Il dibattito sulla questione europea era iniziato a gennaio con l’impegno di Cameron a rivedere la posizione del Regno Unito nell’Ue senza però specificare i dettagli della strategia. Cameron aveva promesso un referendum sull’adesione da indire entro il 2017 che avrebbe dovuto calmare le acque ed accontentare la fazione euroscettica all’interno del suo stesso partito almeno fino alle possime elezioni nel 2015, e allo stesso dare la possibilità al primo ministro di rinegoziare con Bruxelles i termini di adesione all’Unione.
La promessa del referendum sembra però non essere bastata, e Cameron si è trovato una lista sempre più lunga di ‘ribelli’ del suo stesso partito che invocavano la rescissione dei legami con Bruxelles. La questione si è fatta più seria quando anche il ministro della Difesa Philip Hammond e quello dell’Istruzione Michael Gove sono diventati i primi due membri del governo a dichiararsi pubblicamente a favore dell’uscita dall’Ue, andando contro la politica dello stesso Cameron.

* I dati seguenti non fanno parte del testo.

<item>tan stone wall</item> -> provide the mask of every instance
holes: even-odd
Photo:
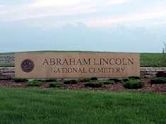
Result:
[[[79,78],[140,76],[139,54],[106,52],[17,53],[17,78]],[[24,60],[31,62],[24,62]],[[27,65],[26,65],[27,64]],[[22,65],[22,67],[21,67]],[[32,71],[25,72],[29,67]]]

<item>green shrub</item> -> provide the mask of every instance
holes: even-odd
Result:
[[[64,84],[77,84],[78,83],[78,81],[76,81],[76,80],[66,80],[66,81],[64,81]]]
[[[151,84],[165,84],[166,83],[166,77],[156,77],[151,80]]]
[[[38,81],[41,81],[41,82],[57,82],[57,80],[54,79],[54,78],[50,78],[50,79],[38,79]]]
[[[98,79],[97,79],[97,77],[91,77],[90,80],[97,81]]]
[[[123,79],[122,81],[123,81],[123,82],[127,82],[127,81],[129,81],[129,79],[128,79],[128,78],[125,78],[125,79]]]
[[[130,76],[129,79],[140,79],[138,76]]]
[[[52,82],[52,83],[50,83],[49,84],[49,88],[54,88],[54,87],[62,87],[63,86],[63,84],[61,83],[61,82]]]
[[[33,80],[33,81],[39,81],[39,82],[46,82],[45,79],[31,79],[31,80],[29,80],[29,81],[32,81],[32,80]]]
[[[50,78],[50,79],[36,79],[40,82],[57,82],[56,79]]]
[[[28,81],[28,86],[40,86],[42,82],[40,80],[29,80]]]
[[[139,89],[143,87],[143,84],[140,80],[130,79],[126,82],[123,82],[123,86],[127,89]]]
[[[91,79],[90,78],[80,78],[78,81],[79,82],[89,82]]]
[[[55,78],[50,78],[50,79],[46,79],[46,82],[57,82],[57,79]]]
[[[28,81],[28,79],[25,79],[25,78],[14,78],[13,79],[15,82],[17,82],[17,83],[20,83],[20,82],[27,82]]]
[[[85,87],[92,87],[92,88],[99,88],[102,87],[102,85],[103,83],[100,82],[88,82],[84,84]]]
[[[104,84],[104,85],[114,84],[115,83],[114,80],[101,80],[99,82],[102,83],[102,84]]]
[[[121,80],[118,79],[118,78],[111,78],[111,79],[109,79],[109,80],[110,80],[110,81],[114,81],[115,83],[121,82]]]
[[[93,85],[97,85],[97,87],[98,87],[98,85],[99,85],[99,87],[101,87],[100,85],[108,85],[108,84],[114,84],[115,83],[115,81],[114,80],[90,80],[89,82],[87,82],[86,84],[87,85],[92,85],[92,87],[93,87]],[[95,86],[94,86],[95,87]]]

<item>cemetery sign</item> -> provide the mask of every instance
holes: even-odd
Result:
[[[16,53],[17,78],[116,78],[140,76],[135,53],[30,52]]]

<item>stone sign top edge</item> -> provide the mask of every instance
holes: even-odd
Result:
[[[137,54],[138,52],[109,52],[109,51],[27,51],[27,52],[16,52],[15,54],[39,54],[39,53],[112,53],[112,54]]]

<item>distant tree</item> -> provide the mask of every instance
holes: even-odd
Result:
[[[162,55],[162,58],[161,58],[161,66],[163,67],[166,67],[166,43],[163,42],[164,44],[164,47],[163,47],[163,55]]]
[[[163,49],[162,49],[162,53],[164,54],[164,52],[165,52],[165,51],[164,51],[164,48],[163,48]]]
[[[164,48],[163,48],[162,53],[164,54],[164,53],[166,53],[166,43],[165,43],[165,42],[163,42],[163,44],[164,44]]]

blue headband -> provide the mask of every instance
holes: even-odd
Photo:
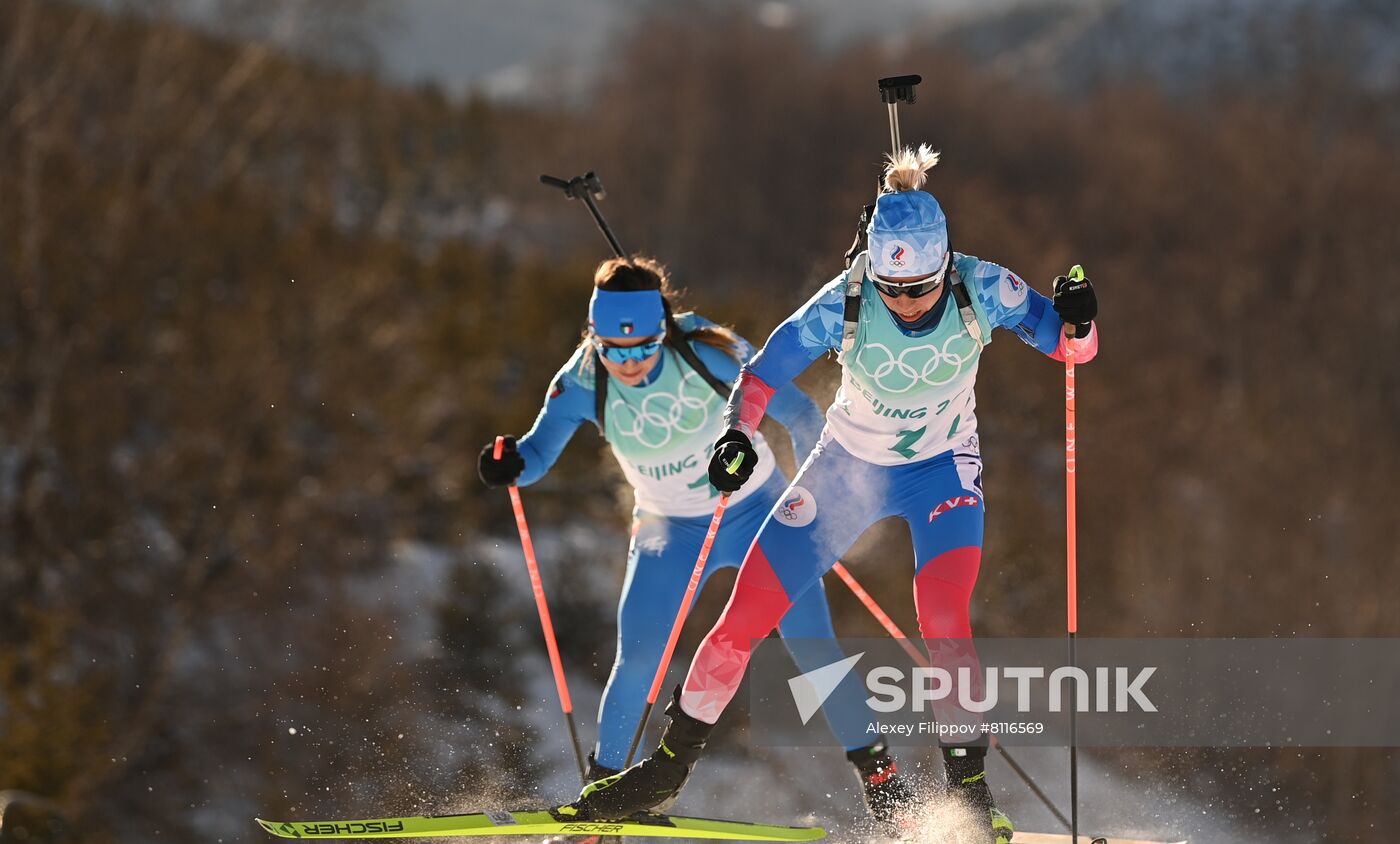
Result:
[[[652,337],[666,333],[660,290],[600,290],[588,300],[588,327],[599,337]]]

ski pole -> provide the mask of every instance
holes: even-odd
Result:
[[[1084,268],[1075,264],[1069,271],[1075,281],[1084,279]],[[1066,326],[1069,336],[1076,335],[1074,326]],[[1079,537],[1075,518],[1075,430],[1074,430],[1074,346],[1065,344],[1065,596],[1066,627],[1069,633],[1069,666],[1076,667],[1075,638],[1079,634]],[[1078,680],[1075,680],[1078,683]],[[1079,734],[1076,713],[1078,690],[1069,708],[1069,816],[1070,840],[1079,841]]]
[[[603,233],[603,237],[608,239],[608,245],[612,247],[613,254],[623,260],[627,259],[627,253],[622,251],[622,244],[618,243],[617,235],[613,234],[612,227],[608,221],[603,219],[603,212],[599,210],[596,200],[606,197],[607,191],[603,190],[603,182],[592,170],[582,176],[575,176],[572,179],[560,179],[557,176],[540,176],[540,183],[550,187],[559,188],[569,199],[581,199],[583,204],[588,206],[588,213],[593,215],[593,222],[598,224],[598,231]]]
[[[492,456],[500,460],[505,450],[506,438],[496,437],[496,449]],[[569,724],[569,741],[574,748],[574,761],[578,763],[579,779],[588,783],[587,768],[583,763],[583,751],[579,749],[578,727],[574,724],[574,703],[569,698],[569,684],[564,679],[564,664],[559,659],[559,644],[554,640],[554,622],[549,618],[549,604],[544,599],[544,581],[540,579],[540,567],[535,562],[535,543],[530,541],[530,528],[525,524],[525,505],[520,502],[520,487],[510,485],[510,505],[515,508],[515,526],[520,531],[520,547],[525,551],[525,568],[530,572],[530,588],[535,593],[535,609],[539,610],[540,627],[544,630],[544,645],[549,651],[549,664],[554,669],[554,687],[559,691],[559,705],[564,710],[564,719]]]
[[[914,660],[914,664],[921,668],[928,668],[928,657],[924,656],[918,648],[914,647],[913,643],[904,635],[904,631],[900,630],[899,625],[894,623],[894,619],[890,618],[889,615],[880,608],[880,605],[875,602],[875,599],[871,597],[870,593],[865,591],[865,588],[860,585],[855,575],[851,574],[850,570],[847,569],[840,560],[837,560],[836,564],[831,568],[832,571],[836,572],[836,576],[841,578],[841,581],[845,583],[846,586],[850,587],[851,592],[865,605],[865,608],[870,611],[870,614],[875,616],[875,620],[880,622],[880,626],[885,628],[885,632],[890,634],[890,636],[899,643],[900,647],[904,648],[904,652]],[[1042,791],[1040,786],[1036,785],[1035,780],[1031,779],[1031,775],[1026,773],[1026,769],[1022,768],[1020,764],[1012,758],[1011,752],[1005,747],[1002,747],[1000,742],[994,741],[993,744],[996,746],[997,751],[1001,753],[1002,759],[1006,760],[1007,766],[1010,767],[1012,771],[1016,772],[1016,776],[1021,778],[1021,782],[1026,784],[1026,787],[1031,790],[1031,793],[1040,800],[1045,808],[1050,810],[1050,814],[1054,815],[1055,819],[1063,824],[1065,829],[1069,829],[1069,819],[1066,818],[1064,813],[1050,800],[1049,795]]]
[[[724,467],[729,474],[739,471],[739,467],[744,464],[744,455],[740,454]],[[671,655],[675,653],[676,641],[681,637],[681,628],[685,626],[686,614],[690,612],[690,604],[695,600],[695,590],[700,586],[700,575],[705,573],[705,563],[710,559],[710,546],[715,544],[715,534],[719,533],[719,523],[724,518],[724,508],[729,506],[729,493],[721,493],[719,504],[715,506],[715,515],[710,519],[710,529],[705,533],[705,541],[700,545],[700,556],[695,558],[695,568],[690,572],[690,583],[685,587],[685,597],[681,599],[681,608],[676,613],[676,620],[671,624],[671,636],[666,640],[666,650],[661,653],[661,663],[656,666],[656,676],[651,681],[651,691],[647,692],[647,706],[642,710],[642,720],[637,722],[637,732],[632,735],[632,746],[627,748],[627,761],[622,764],[626,768],[632,764],[632,756],[637,752],[637,745],[642,742],[642,732],[646,730],[647,721],[651,720],[651,710],[656,706],[656,696],[661,691],[661,684],[666,680],[666,669],[671,664]]]

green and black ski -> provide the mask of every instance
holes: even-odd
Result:
[[[563,807],[567,808],[567,807]],[[570,820],[559,810],[475,812],[468,815],[421,815],[346,821],[265,821],[263,829],[279,838],[419,838],[458,835],[635,835],[648,838],[717,838],[730,841],[816,841],[826,830],[810,826],[775,826],[744,821],[687,818],[679,815],[634,815],[621,821]]]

La ribellione aveva già raccolto rappresentanti illustri del partito conservatore, dagli ex ministri Michael Portillo e Lord Lamont al sindaco di Londra Boris Johnson, ma era stato l’editoriale sul Times di Lord Lawson, tesoriere nei governi di Margaret Thatcher, a ufficializzare l’euroscetticismo dei Tories, prima era riservato alle retrovie del partito. Dando il suo appoggio all’uscita dall’Ue, Lawson ha evidenziato come la politica europea stia cosi diventando motivo di vero spaccamento del partito conservatore.
Cameron aveva inizialmente risposto ai ministri accusandoli di aver giaà gettato la spugna su un possibile negoziato con l’Ue e in un editoriale sul Wall Street Journal aveva delineato i vantaggi economici di cui il Regno Unito potrebbe beneficiare attraverso il mercato unico europeo. Evidentemente le rassicurazioni non sono bastate.
Il disegno di legge verrà discusso domani, ma Cameron si è mostrato rilassato e ha dichiarato che se dovesse andare al voto non imporrà la linea di partito, dando la possibilità ai suoi ministri di astenersi per evitare potenziali imbarazzi. Secondo le stime infatti i Conservatori a favore del disegno di legge sarebbero tra il 30 e il 50 per cento, troppo pochi nella coalizione di governo con i Liberal Democratici.
Lo sfoggio di forza della fazione euroscettica all’interno del partito metterebbe comunque a dura prova la credibilità e la leadership del primo ministro, che non solo sembra aver perso il controllo sui membri del suo gabinetto, ma anche sulla coalizione di governo. Saranno infatti i Liberal Democratici, alleati di Cameron e fortemente europeisti, i maggiori oppositori del disegno di legge.
Diversi commentatori politici come Philip Webster del Times predicono che Cameron dovrà spostarsi ancora più a destra per tenere in vita le speranze dei Conservatori di vincere alle elezioni nel 2015, soprattutto dopo gli scarsi risultati ottenuti nelle elezioni locali di inizio maggio. La radicalizzazione delle politiche europee – ma anche di quelle energetiche e del welfare – porterebbe però alla rottura definitiva coi Liberal Democratici e quindi alla caduta della coalizione di governo.
Sir Malcolm Rifkind, ex ministro degli Esteri, ha definito lo sfoggio di euroscetticismo dei Conservatori come una “decisione tattica molto sciocca”. La questione, secondo il commentatore politico del Telegraph Christopher Hope, mette infatti il premier in una “posizione impossibile”: se da una parte Cameron dovrà mantenere in piedi la coalizione di governo con i Liberali europeisti, dall’altra si troverà in crescente difficoltà per soddifare l’euroscetticismo sempre più radicato nel suo partito.
Il dibattito di domani sembra quindi essere un punto di svolta per i Conservatori. “Tutti i voti a favore non faranno altro che dividere il partito e mettere in dubbio l’autorità del primo ministro, aiutando involontariamente le prospettive dei Laburisti alle prossime elezioni”, sostiene Rifkind.